Thursday, October 8, 2009

When Overwhelmed, STOP!

Since Saturday, I've had a very bad flu. I'm not surprised that I got sick, when I look back at what my mind set was in the prior weeks.

I was feeling overwhelmed. Overwhelmed by good things - opportunities, good results, fun times, creative inspiration, friends. I've cultivated wonderful relationships and pursued great activities. And they are all coming up trumps! This is a good thing.

At the same time, however, I've had significant physical pain and a lot of physical tiredness. Yet, because I am so hungry for community and success and results, I have chosen to do things instead of staying home. There were times I could have said "no" and instead said "yes." I stopped listening to my body, my higher self.

Then I began to get thoughts like "I just want to sleep" and "I want more time to draw" and "No more phone calls!" And I began to fall into some very old habits - specifically not answering the telephone or returning phone calls.

Finally, I got the flu.
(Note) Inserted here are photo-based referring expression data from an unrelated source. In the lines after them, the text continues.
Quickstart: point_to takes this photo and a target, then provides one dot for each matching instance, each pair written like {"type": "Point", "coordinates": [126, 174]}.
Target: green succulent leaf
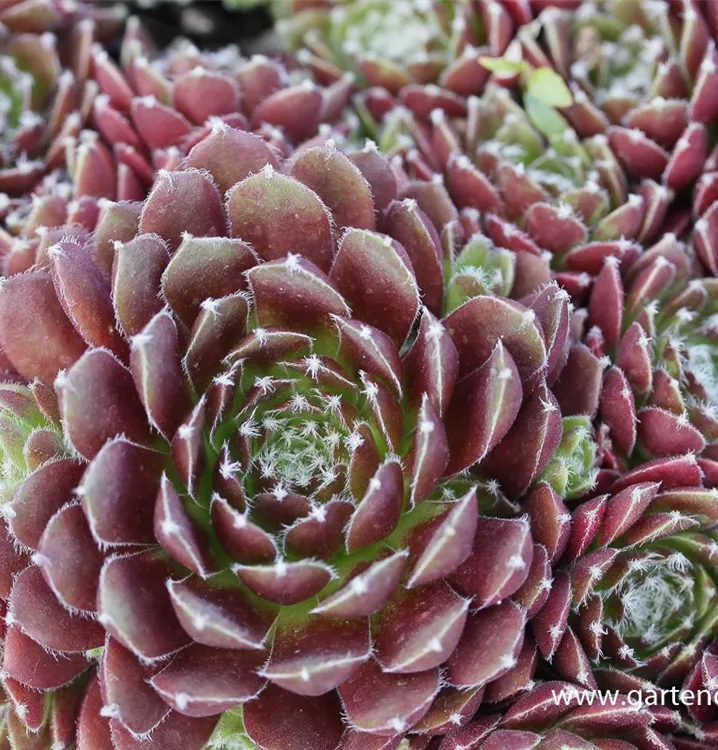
{"type": "Point", "coordinates": [548, 87]}
{"type": "Point", "coordinates": [544, 117]}
{"type": "Point", "coordinates": [504, 65]}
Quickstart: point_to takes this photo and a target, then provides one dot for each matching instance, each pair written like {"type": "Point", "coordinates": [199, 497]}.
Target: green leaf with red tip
{"type": "Point", "coordinates": [128, 696]}
{"type": "Point", "coordinates": [380, 509]}
{"type": "Point", "coordinates": [136, 274]}
{"type": "Point", "coordinates": [85, 296]}
{"type": "Point", "coordinates": [201, 93]}
{"type": "Point", "coordinates": [286, 582]}
{"type": "Point", "coordinates": [29, 663]}
{"type": "Point", "coordinates": [375, 276]}
{"type": "Point", "coordinates": [529, 445]}
{"type": "Point", "coordinates": [479, 324]}
{"type": "Point", "coordinates": [179, 534]}
{"type": "Point", "coordinates": [662, 433]}
{"type": "Point", "coordinates": [159, 126]}
{"type": "Point", "coordinates": [278, 215]}
{"type": "Point", "coordinates": [230, 156]}
{"type": "Point", "coordinates": [241, 538]}
{"type": "Point", "coordinates": [39, 497]}
{"type": "Point", "coordinates": [157, 373]}
{"type": "Point", "coordinates": [43, 618]}
{"type": "Point", "coordinates": [296, 110]}
{"type": "Point", "coordinates": [431, 364]}
{"type": "Point", "coordinates": [367, 591]}
{"type": "Point", "coordinates": [450, 542]}
{"type": "Point", "coordinates": [295, 293]}
{"type": "Point", "coordinates": [176, 731]}
{"type": "Point", "coordinates": [204, 268]}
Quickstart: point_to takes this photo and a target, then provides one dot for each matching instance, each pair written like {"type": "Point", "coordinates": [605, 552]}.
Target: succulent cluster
{"type": "Point", "coordinates": [363, 397]}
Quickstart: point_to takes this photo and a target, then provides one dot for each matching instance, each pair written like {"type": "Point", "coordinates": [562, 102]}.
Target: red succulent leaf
{"type": "Point", "coordinates": [550, 519]}
{"type": "Point", "coordinates": [179, 534]}
{"type": "Point", "coordinates": [222, 618]}
{"type": "Point", "coordinates": [379, 510]}
{"type": "Point", "coordinates": [688, 158]}
{"type": "Point", "coordinates": [549, 625]}
{"type": "Point", "coordinates": [286, 582]}
{"type": "Point", "coordinates": [450, 542]}
{"type": "Point", "coordinates": [38, 498]}
{"type": "Point", "coordinates": [387, 704]}
{"type": "Point", "coordinates": [42, 342]}
{"type": "Point", "coordinates": [296, 110]}
{"type": "Point", "coordinates": [42, 617]}
{"type": "Point", "coordinates": [136, 274]}
{"type": "Point", "coordinates": [292, 218]}
{"type": "Point", "coordinates": [431, 364]}
{"type": "Point", "coordinates": [183, 202]}
{"type": "Point", "coordinates": [176, 731]}
{"type": "Point", "coordinates": [126, 691]}
{"type": "Point", "coordinates": [618, 409]}
{"type": "Point", "coordinates": [204, 681]}
{"type": "Point", "coordinates": [375, 276]}
{"type": "Point", "coordinates": [489, 646]}
{"type": "Point", "coordinates": [85, 296]}
{"type": "Point", "coordinates": [280, 720]}
{"type": "Point", "coordinates": [98, 402]}
{"type": "Point", "coordinates": [639, 155]}
{"type": "Point", "coordinates": [118, 492]}
{"type": "Point", "coordinates": [529, 445]}
{"type": "Point", "coordinates": [134, 606]}
{"type": "Point", "coordinates": [157, 373]}
{"type": "Point", "coordinates": [409, 226]}
{"type": "Point", "coordinates": [663, 433]}
{"type": "Point", "coordinates": [624, 509]}
{"type": "Point", "coordinates": [70, 560]}
{"type": "Point", "coordinates": [216, 265]}
{"type": "Point", "coordinates": [499, 564]}
{"type": "Point", "coordinates": [27, 662]}
{"type": "Point", "coordinates": [484, 406]}
{"type": "Point", "coordinates": [315, 657]}
{"type": "Point", "coordinates": [429, 454]}
{"type": "Point", "coordinates": [420, 629]}
{"type": "Point", "coordinates": [339, 184]}
{"type": "Point", "coordinates": [579, 388]}
{"type": "Point", "coordinates": [295, 293]}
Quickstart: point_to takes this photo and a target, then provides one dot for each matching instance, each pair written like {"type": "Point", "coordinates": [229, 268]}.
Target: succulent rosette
{"type": "Point", "coordinates": [256, 484]}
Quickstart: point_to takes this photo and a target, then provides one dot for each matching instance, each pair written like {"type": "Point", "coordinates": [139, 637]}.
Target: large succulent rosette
{"type": "Point", "coordinates": [250, 483]}
{"type": "Point", "coordinates": [655, 321]}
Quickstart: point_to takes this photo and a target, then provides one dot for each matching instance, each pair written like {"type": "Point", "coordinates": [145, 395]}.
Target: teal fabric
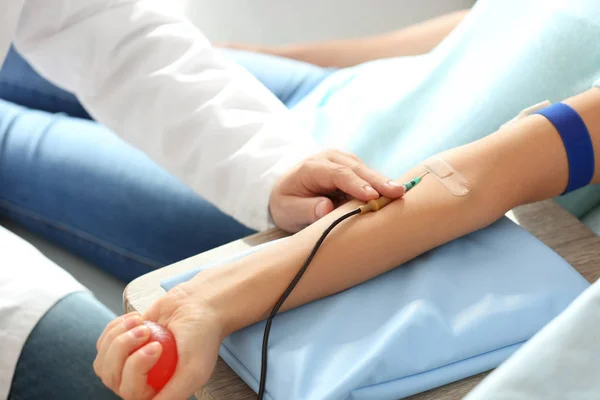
{"type": "Point", "coordinates": [504, 57]}
{"type": "Point", "coordinates": [456, 311]}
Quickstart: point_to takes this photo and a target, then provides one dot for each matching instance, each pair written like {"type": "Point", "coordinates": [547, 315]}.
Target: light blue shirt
{"type": "Point", "coordinates": [504, 57]}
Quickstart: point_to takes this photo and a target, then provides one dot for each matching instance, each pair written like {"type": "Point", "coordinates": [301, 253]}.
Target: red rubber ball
{"type": "Point", "coordinates": [164, 368]}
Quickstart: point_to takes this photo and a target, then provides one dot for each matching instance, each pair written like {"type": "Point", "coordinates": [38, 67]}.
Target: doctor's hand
{"type": "Point", "coordinates": [322, 182]}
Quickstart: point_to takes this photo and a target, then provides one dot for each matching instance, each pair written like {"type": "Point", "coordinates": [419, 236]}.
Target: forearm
{"type": "Point", "coordinates": [415, 39]}
{"type": "Point", "coordinates": [521, 163]}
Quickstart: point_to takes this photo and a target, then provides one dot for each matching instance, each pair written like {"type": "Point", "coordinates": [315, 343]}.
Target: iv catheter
{"type": "Point", "coordinates": [371, 206]}
{"type": "Point", "coordinates": [162, 372]}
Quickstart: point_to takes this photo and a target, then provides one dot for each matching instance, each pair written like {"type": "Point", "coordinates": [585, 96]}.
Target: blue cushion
{"type": "Point", "coordinates": [451, 313]}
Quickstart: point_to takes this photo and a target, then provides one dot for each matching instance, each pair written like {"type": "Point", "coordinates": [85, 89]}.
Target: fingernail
{"type": "Point", "coordinates": [132, 322]}
{"type": "Point", "coordinates": [151, 348]}
{"type": "Point", "coordinates": [321, 209]}
{"type": "Point", "coordinates": [369, 190]}
{"type": "Point", "coordinates": [139, 332]}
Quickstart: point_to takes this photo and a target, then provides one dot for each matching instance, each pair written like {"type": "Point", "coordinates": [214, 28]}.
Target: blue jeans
{"type": "Point", "coordinates": [80, 186]}
{"type": "Point", "coordinates": [290, 80]}
{"type": "Point", "coordinates": [56, 361]}
{"type": "Point", "coordinates": [76, 183]}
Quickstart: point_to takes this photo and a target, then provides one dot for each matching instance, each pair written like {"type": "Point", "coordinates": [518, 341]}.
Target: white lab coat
{"type": "Point", "coordinates": [155, 81]}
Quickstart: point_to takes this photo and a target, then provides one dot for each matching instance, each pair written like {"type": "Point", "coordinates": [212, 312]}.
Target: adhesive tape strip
{"type": "Point", "coordinates": [448, 176]}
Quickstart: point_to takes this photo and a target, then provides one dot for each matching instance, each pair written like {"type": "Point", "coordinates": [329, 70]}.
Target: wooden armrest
{"type": "Point", "coordinates": [546, 220]}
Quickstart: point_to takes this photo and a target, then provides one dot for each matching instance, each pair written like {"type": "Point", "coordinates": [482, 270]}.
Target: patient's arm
{"type": "Point", "coordinates": [521, 163]}
{"type": "Point", "coordinates": [415, 39]}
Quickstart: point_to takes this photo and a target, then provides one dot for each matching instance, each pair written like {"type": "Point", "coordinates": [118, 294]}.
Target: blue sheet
{"type": "Point", "coordinates": [506, 55]}
{"type": "Point", "coordinates": [451, 313]}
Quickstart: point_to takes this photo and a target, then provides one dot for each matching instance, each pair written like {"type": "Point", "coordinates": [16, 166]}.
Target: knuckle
{"type": "Point", "coordinates": [123, 340]}
{"type": "Point", "coordinates": [341, 170]}
{"type": "Point", "coordinates": [359, 168]}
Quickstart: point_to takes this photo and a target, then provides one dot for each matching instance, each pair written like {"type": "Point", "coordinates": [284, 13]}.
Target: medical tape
{"type": "Point", "coordinates": [448, 176]}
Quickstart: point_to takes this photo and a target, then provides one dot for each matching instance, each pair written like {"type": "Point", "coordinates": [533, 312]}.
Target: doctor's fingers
{"type": "Point", "coordinates": [130, 318]}
{"type": "Point", "coordinates": [134, 384]}
{"type": "Point", "coordinates": [384, 186]}
{"type": "Point", "coordinates": [112, 362]}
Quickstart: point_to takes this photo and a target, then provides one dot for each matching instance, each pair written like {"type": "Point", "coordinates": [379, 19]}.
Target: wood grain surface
{"type": "Point", "coordinates": [546, 220]}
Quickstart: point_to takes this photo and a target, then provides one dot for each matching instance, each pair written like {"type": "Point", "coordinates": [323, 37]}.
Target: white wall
{"type": "Point", "coordinates": [283, 21]}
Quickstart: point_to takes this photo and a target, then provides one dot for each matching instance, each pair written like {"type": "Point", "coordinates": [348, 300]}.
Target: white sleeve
{"type": "Point", "coordinates": [155, 80]}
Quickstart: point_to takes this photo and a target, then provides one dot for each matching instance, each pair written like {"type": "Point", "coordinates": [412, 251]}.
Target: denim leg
{"type": "Point", "coordinates": [290, 80]}
{"type": "Point", "coordinates": [79, 185]}
{"type": "Point", "coordinates": [56, 361]}
{"type": "Point", "coordinates": [21, 84]}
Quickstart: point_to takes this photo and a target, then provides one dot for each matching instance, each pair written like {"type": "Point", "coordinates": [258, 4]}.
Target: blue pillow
{"type": "Point", "coordinates": [453, 312]}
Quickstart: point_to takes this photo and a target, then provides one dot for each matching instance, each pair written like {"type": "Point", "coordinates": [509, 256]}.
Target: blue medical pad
{"type": "Point", "coordinates": [455, 311]}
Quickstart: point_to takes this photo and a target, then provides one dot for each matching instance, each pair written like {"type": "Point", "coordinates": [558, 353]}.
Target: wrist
{"type": "Point", "coordinates": [244, 291]}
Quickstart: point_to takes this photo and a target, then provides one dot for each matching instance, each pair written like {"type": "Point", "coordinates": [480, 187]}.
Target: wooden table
{"type": "Point", "coordinates": [546, 220]}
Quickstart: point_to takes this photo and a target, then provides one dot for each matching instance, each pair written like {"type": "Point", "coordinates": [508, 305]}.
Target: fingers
{"type": "Point", "coordinates": [323, 176]}
{"type": "Point", "coordinates": [116, 356]}
{"type": "Point", "coordinates": [305, 210]}
{"type": "Point", "coordinates": [120, 338]}
{"type": "Point", "coordinates": [111, 325]}
{"type": "Point", "coordinates": [134, 385]}
{"type": "Point", "coordinates": [384, 186]}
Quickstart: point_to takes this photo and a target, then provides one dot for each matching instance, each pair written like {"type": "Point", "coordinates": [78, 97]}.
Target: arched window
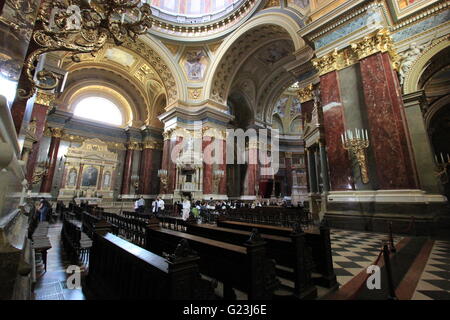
{"type": "Point", "coordinates": [99, 109]}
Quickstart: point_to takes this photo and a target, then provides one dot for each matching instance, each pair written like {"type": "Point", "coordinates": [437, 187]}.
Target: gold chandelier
{"type": "Point", "coordinates": [80, 26]}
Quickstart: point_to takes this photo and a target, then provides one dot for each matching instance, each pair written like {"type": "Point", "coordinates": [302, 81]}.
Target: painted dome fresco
{"type": "Point", "coordinates": [193, 11]}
And so for this entire week, I haven't had to show up for anyone or anything. My job is to heal and get well. My job is to avoid contact with others so I don't pass this on to others.

Getting sick is an old, old behavior for me. I get sick because it's a reasonable excuse or reason to be unavailable. It's a legitimate way to get time alone, time off, time with no responsibilities. It used to also be a way to get sympathy from others. That no longer works for me - people may feel sympathetic but I know that I did not have to get sick if I didn't want to get sick.

My awareness is so sharp now. What do I take away from this episode? There are a number of lessons:

1) When I get the thoughts of "help me escape!," I need to shed obligations. Specifically, I need some time where I am completely unscheduled.

2) I am able to do much less than I wish I were able to do. That is my 100%. My 100% is not what anyone else thinks it is. My job is to do my 100%, and to handle what I can handle.

3) There is no "right" time frame for me reaching my goals. I am on the path, and will get there. When I feel panicked or rushed, it is a sign that I am gauging my progress by other people's time frames, not my own.

My goal in life is to be happy, not to meet anyone else's goals or dreams for me. When I get caught up in someone else's agenda, I lose myself, lose touch with my own rhythm and needs, and create a dis-ease within me - that then manifests as an illness. I haven't been sick for a long time because I've paid attention to myself and keeping myself feeling at ease within myself. That went out the window over the summer, when I got so caught up in the excitement of new friendships and new possibilities. My brain got the better of my gut instinct, that voice that told me I was overwhelmed and needed to SLOW DOWN or STOP.

I dislike being sick because I can't do all that I want to do. I wish this week I could have drawn, or picked out paint for my bedroom, maybe cooked some new recipes, repotted plants and cleared out some of the magazine clutter in my dining room and sunroom. Because I was/am sick, I can't do any of those things. I got the peace and quiet at such a high price.